L’esprit démocratique est donc un esprit égalitariste, qui légitime l’intervention de l’Etat dans le domaine social. Sans partager les jugements négatifs de Tocqueville, certains penseurs qui l’ont succédé ont confirmé l’existence d’une relation entre démocratisation des sociétés et égalisation des conditions. C’est le cas de Thomas H. Marshall, sociologique britannique du XXème siècle, pour qui le cœur de l’Etat social serait la notion de « citoyenneté sociale ». (Citizenship and social class, 1949). Il conçoit en effet le « Welfare State » (traduction littérale : « Etat du bien-être »), version britannique de l’Etat-Providence, comme l’aboutissement du processus d’extension des droits démocratiques. De son point de vue, l’histoire moderne a vu succéder trois formes de droits. Au XVIIIème siècle et au XIXème siècle, sont apparus des droits civils et politiques, protégeant les libertés des citoyens et assurant leur participation à la vie politique (liberté d’expression, liberté de religion, droit de vote, etc.).

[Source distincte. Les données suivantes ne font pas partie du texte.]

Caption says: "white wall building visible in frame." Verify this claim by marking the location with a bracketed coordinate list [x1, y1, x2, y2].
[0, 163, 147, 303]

Au XXème siècle, s’y sont ajoutés des droits « sociaux » ou des droits au « bien-être » (encadrement des conditions de travail, droit à la santé, droit à l’éducation, etc.). Certains parlent aussi de « droits de seconde génération ». Quand les droits de première génération héritent de la révolution et de la remise en cause de l’Ancien régime, les seconds sont plutôt des héritiers des mouvements ouvriers et syndicaux du début du XXème siècle. Ainsi, l’Etat-Providence serait en germe dans l’Etat de droit et apparaît d’abord comme une conséquence logique du processus de démocratisation.

  • L’industrialisation et l’apparition de la « question sociale »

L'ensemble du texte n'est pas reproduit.